[scald=27379:sdl_editor_representation]PARIS (Reuters) - La France adaptera "à la marge" son dispositif militaire en Afghanistan mais ne renoncera pas aux contacts avec la population civile malgré ses pertes, a dit vendredi le chef d'état-major des armées Edouard Guillaud.

Après la mort de six soldats français en deux jours à la mi-juillet, dont cinq avaient été tués dans un attentat-suicide, le gouvernement avait chargé le chef d'état-major de l'armée de terre d'une rapide mission d'évaluation du dispositif français en Afghanistan.

"La situation montre que nous avons simplement à faire des adaptations à la marge", a dit l'amiral Edouard Guillaud sur France Inter, ajoutant que "globalement, notre façon de travailler est saine".

L'amiral Guillaud a indiqué qu'il n'y aurait "absolument pas de changement de stratégie", notamment pour ce qui concerne les contacts avec la population civile.

"Une de nos grandes réussites en Surobi (district de la province afghane de Kapisa où l'armée française opère-NDLR) c'est d'être allé en permanence au contact avec les civils", a-t-il dit.

Cette politique a permis d'établir la confiance "d'abord avec nous, puis avec l'armée nationale afghane", ce qui permettra de transférer à celle-ci la responsabilité de la région à l'automne, a-t-il fait valoir.

RANÇON DU SUCCÈS ?

Le ministre de la Défense Gérard Longuet avait dit dès le lendemain de l'attentat suicide qui avait coûté la vie à cinq soldats français, que le repli des troupes sur les fortins, comme le fait l'armée américaine, n'était pas une solution.

Les autorités françaises estiment que le recours à des attentats kamikaze les taliban était le résultat des revers qu'ils enregistrent lors des affrontements directs avec l'armée française, et donc une sorte de rançon du succès.

La France, qui a perdu depuis l'intervention de 2001 70 hommes sur ce terrain d'opération, a annoncé un plan de retrait progressif de ses 4.000 soldats présents en Afghanistan d'ici à fin 2014, calqué sur celui de l'armée américaine.

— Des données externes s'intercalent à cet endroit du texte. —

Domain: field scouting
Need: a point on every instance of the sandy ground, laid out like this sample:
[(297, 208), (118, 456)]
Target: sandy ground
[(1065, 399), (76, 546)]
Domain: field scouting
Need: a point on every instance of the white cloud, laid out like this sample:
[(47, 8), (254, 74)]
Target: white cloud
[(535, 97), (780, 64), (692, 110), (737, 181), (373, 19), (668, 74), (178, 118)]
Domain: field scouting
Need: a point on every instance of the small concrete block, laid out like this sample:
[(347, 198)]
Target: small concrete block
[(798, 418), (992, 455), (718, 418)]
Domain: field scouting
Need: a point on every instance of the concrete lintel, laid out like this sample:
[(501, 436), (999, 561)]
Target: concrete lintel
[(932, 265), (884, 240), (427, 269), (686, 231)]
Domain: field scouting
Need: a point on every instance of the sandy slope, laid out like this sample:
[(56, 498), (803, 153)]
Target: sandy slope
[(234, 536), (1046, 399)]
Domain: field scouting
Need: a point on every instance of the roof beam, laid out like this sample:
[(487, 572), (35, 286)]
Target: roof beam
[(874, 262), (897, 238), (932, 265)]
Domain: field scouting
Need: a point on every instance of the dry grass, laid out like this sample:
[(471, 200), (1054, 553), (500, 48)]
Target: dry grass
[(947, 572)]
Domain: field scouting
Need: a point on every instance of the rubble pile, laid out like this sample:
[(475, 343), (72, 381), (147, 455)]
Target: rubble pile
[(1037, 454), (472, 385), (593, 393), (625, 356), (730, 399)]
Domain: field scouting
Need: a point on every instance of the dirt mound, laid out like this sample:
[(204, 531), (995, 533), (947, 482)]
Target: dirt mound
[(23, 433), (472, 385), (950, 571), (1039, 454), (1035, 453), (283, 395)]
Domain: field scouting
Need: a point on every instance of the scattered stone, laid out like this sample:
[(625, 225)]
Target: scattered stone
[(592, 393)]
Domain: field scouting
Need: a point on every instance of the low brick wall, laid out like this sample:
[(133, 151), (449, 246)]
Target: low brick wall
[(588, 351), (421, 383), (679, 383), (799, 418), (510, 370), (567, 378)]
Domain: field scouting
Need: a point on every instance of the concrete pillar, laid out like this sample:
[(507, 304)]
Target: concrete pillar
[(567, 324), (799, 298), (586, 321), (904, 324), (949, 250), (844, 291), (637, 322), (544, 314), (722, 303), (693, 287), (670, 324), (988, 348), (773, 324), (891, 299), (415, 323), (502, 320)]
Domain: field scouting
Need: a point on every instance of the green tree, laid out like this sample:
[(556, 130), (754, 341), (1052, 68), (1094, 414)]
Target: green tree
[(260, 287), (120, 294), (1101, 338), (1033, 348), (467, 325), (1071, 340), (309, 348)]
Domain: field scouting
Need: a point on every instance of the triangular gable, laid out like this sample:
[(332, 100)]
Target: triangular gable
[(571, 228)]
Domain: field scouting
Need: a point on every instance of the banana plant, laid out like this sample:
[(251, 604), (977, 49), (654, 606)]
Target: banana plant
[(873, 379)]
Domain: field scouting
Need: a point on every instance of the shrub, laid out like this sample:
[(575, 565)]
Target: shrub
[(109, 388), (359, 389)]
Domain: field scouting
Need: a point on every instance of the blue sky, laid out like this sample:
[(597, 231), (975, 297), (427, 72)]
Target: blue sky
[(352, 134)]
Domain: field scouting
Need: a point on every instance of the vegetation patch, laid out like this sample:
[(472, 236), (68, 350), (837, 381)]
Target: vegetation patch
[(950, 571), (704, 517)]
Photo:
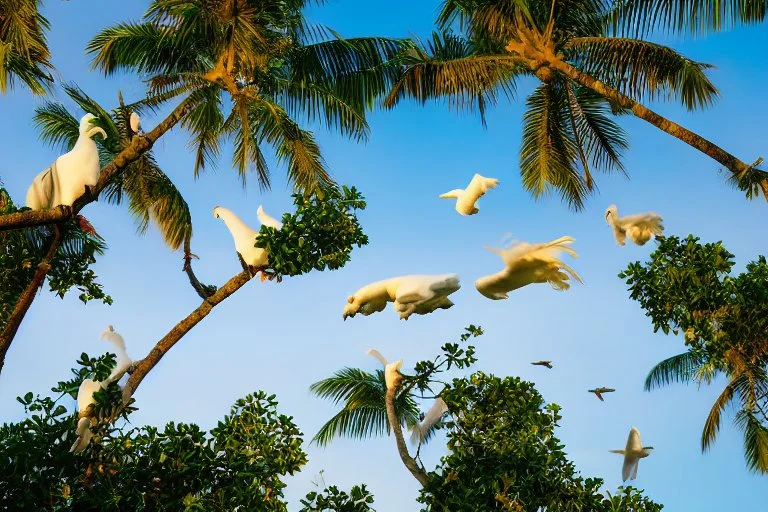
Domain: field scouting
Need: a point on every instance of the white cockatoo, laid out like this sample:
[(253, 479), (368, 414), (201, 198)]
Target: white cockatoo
[(268, 220), (632, 454), (84, 399), (69, 175), (420, 294), (466, 199), (639, 227), (123, 361), (392, 375), (433, 415), (526, 263), (245, 236)]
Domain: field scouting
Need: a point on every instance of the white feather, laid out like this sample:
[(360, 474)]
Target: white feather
[(526, 264), (466, 199), (66, 179)]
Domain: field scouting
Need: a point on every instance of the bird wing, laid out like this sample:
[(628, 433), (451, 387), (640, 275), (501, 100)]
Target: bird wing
[(375, 353), (268, 220)]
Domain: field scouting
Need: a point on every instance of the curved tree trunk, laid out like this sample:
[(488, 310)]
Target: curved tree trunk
[(714, 151)]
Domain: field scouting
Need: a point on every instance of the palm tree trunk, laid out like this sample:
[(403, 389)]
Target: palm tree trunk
[(28, 295), (417, 472), (138, 146), (715, 152)]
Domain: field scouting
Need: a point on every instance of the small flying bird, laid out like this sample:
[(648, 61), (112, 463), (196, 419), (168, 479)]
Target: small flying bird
[(392, 375), (245, 238), (525, 264), (434, 414), (632, 454), (639, 227), (599, 392), (419, 294), (124, 362), (466, 199), (71, 174)]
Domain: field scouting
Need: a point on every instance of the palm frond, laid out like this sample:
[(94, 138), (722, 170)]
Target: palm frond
[(644, 70)]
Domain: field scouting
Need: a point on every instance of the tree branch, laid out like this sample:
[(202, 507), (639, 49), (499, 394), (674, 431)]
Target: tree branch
[(138, 146), (28, 295), (144, 366), (417, 471)]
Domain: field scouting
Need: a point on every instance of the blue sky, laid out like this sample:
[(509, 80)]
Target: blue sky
[(281, 338)]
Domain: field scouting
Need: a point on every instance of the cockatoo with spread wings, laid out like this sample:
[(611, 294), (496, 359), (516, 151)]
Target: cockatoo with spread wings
[(71, 173), (632, 454), (420, 294), (466, 199), (392, 374), (433, 415), (525, 264), (123, 361), (245, 236), (639, 227)]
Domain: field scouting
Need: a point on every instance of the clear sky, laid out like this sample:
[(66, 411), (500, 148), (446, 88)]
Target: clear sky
[(281, 338)]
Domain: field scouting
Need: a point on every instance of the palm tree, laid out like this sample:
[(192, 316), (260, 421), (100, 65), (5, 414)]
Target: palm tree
[(246, 70), (152, 196), (747, 384), (24, 54), (364, 413), (586, 76)]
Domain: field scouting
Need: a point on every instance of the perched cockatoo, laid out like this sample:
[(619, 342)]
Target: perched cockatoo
[(123, 361), (639, 227), (525, 264), (245, 236), (466, 199), (268, 220), (69, 175), (433, 415), (84, 399), (392, 375), (135, 123), (632, 454), (420, 294)]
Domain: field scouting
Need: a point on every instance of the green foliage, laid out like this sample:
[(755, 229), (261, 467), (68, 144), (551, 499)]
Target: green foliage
[(21, 250), (334, 500), (687, 286), (319, 235), (240, 463)]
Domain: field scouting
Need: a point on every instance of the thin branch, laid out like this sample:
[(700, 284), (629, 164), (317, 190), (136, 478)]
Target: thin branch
[(28, 296), (138, 146)]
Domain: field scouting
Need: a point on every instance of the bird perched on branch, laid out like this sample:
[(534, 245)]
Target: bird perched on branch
[(466, 199), (632, 454), (71, 174), (254, 258), (419, 294), (392, 375), (599, 392), (434, 414), (639, 227), (525, 264)]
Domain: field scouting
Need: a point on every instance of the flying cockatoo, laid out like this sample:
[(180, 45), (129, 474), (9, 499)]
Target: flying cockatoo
[(433, 415), (392, 375), (84, 400), (123, 361), (466, 199), (599, 392), (245, 236), (70, 174), (526, 263), (420, 294), (632, 454), (639, 227)]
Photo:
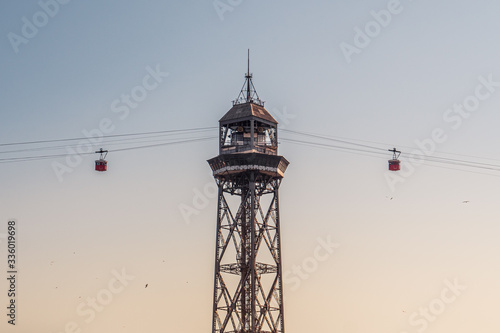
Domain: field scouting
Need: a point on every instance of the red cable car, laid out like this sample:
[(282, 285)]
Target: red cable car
[(395, 164), (101, 164)]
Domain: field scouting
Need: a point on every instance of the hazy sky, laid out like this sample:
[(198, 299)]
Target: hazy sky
[(419, 75)]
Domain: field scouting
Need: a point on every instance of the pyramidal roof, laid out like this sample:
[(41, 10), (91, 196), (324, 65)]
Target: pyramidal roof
[(248, 103), (246, 110)]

L'opposition de gauche a réclamé un retrait plus rapide mais le gouvernement français estime qu'il s'agit d'une cause juste.

Interrogé sur la mort de trois civils Afghans tués cette semaine à bord d'une voiture par un militaire français dans la province de Kapisa, l'amiral Edouard Guillaud a déclaré qu'elle avait été précédée d'informations faisant état de la présence possible de véhicules piégés.

Le chef d'état-major a ajouté qu'une enquête avait été ouverte dont les conclusions lui seront remises dans les jours qui viennent, indiquant toutefois que, selon les premiers éléments, "des sommations ont été faites, des tirs ont été faits d'abord devant la voiture, puis dans le capot et à la fin directement sur la voiture" qui ne s'est pas arrêtée.